England’s universities are overly dependent on tuition fees for overseas students, report warns | University funding
Universities across England are at risk from financial instability and falling student satisfaction, according to a report by MPs who blame the government and regulators for failing to ensure students get value for their time in college ‘Higher Education.
The report, from the Public Accounts Committee (PAC), says some universities are heavily dependent on tuition fees from overseas students, using that revenue to subsidize research and other activities – leaving them ‘potentially at significant financial risk’ if the number of international students fail to keep growing.
The committee notes that the number of universities in budget deficit has increased for four consecutive years, inflation, national tuition freezes, retirement costs and policy changes on student loans and admission requirements minimums making it likely that students will be affected. through class cuts, lower quality teaching or restricted access, or even entire campus closures.
The report concludes that the Office for Students, England’s higher education regulator, has failed to make sufficient progress “to bring the long-term systemic challenges facing the sector under control”.
Susan Lapworth, acting chief executive of the OfS, said: “Overall, universities and other higher education providers have entered the pandemic in good financial shape, and there is evidence that the sector as a whole is well placed to recover from the challenges of the past two years. »
The Department for Education said: “Despite the challenges faced by universities and colleges in recent years, the most recent reports from the two [National Audit Office] and the OfS clearly indicate that, overall, the sector remains financially resilient.
However, PAC notes that 80 higher education institutions have recently declared annual deficits, while 20 institutions have been running deficits for three years or more.
MEPs also criticize the DfE’s failure to anticipate the financial impact of the recent inflation of A-level grades on student recruitment, ‘meaning more students have been able to take up places at high-cost providers , and many mid-priced, low-cost and specialty providers were undersubscribed.
Meg Hillier, the Labor MP who chairs the PAC, said: ‘The 2020 A-level fiasco and grade inflation have a long-term impact on higher education, adding to deep systemic problems in financial sustainability of higher education. The number of claimants in deficit increased dramatically in the four years before the start of the pandemic.
“Too many providers are overly dependent on international student tuition to maintain their finances, research base and supply – this is not a good enough situation in a sector the government relies on to boost productivity notoriously and constantly weak in the country”.

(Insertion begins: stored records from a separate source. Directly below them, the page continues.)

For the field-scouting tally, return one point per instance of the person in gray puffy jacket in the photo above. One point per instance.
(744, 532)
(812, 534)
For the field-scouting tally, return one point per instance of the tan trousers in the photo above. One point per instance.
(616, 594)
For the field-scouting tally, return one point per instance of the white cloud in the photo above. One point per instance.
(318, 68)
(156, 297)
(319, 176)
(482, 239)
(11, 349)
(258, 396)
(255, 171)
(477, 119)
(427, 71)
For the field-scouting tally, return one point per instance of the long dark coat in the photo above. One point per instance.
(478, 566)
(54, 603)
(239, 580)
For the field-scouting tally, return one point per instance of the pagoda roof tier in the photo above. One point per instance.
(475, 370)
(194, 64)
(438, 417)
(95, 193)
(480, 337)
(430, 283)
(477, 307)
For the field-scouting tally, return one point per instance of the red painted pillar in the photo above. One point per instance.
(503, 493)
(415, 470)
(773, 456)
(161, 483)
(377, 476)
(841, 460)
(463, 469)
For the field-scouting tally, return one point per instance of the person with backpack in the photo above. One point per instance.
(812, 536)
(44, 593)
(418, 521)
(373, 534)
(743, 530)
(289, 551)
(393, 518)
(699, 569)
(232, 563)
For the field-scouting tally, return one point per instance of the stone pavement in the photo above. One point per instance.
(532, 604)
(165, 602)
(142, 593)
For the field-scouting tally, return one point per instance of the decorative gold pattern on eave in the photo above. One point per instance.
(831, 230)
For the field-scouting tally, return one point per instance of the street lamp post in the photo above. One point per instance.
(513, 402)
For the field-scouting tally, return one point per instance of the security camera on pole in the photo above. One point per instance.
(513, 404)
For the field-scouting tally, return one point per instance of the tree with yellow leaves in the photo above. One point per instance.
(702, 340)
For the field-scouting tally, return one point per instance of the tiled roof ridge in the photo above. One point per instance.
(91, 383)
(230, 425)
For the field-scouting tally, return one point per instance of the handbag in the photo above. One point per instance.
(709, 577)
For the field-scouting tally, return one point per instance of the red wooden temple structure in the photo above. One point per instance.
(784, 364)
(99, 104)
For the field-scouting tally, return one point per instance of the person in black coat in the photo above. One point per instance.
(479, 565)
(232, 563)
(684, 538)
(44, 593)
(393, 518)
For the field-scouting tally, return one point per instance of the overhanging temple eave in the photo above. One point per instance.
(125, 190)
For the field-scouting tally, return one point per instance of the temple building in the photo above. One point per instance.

The two years of pandemic-related over-recruitment by selective universities has had a ripple effect this year, with fewer students receiving offers.
In another report released Wednesday, the Institute for Fiscal Studies (IFS) says university students from poorer households are seeing the value of their maintenance loans decline as inflation rises faster than expected.
IFS economists predict that next year the value of government support for the cost of living for the poorest students will fall to its lowest level in seven years. “As a result, even students eligible for maximum maintenance loans will have to settle for far less than they would earn working in a minimum-wage job,” the IFS says.
He calculated that a 22-year-old student would earn £1,000 more than the maximum loan if he worked in a job paying the national minimum wage.
Ben Waltmann, senior research economist at IFS, said real-term cuts to support would cause hardship for students on tight budgets. “Weirdly, this happens because student maintenance loan entitlements are regularly adjusted based on outdated inflation forecasts and forecast errors are never corrected.
” It does not mean anything. The government should use more up-to-date forecasts and correct any errors the following year to avoid permanent cuts. Alternatively, child support entitlements could be tied to minimum wage earnings,” Waltmann said.
Larissa Kennedy, President of the National Union of Students, said: “We hear of students working three jobs to make ends meet, who can’t even afford to go to their college library, and who are cutting their expenses. cooking food due to soaring energy costs. Our research has shown that thousands more people rely on food banks and buy now, pay loans later.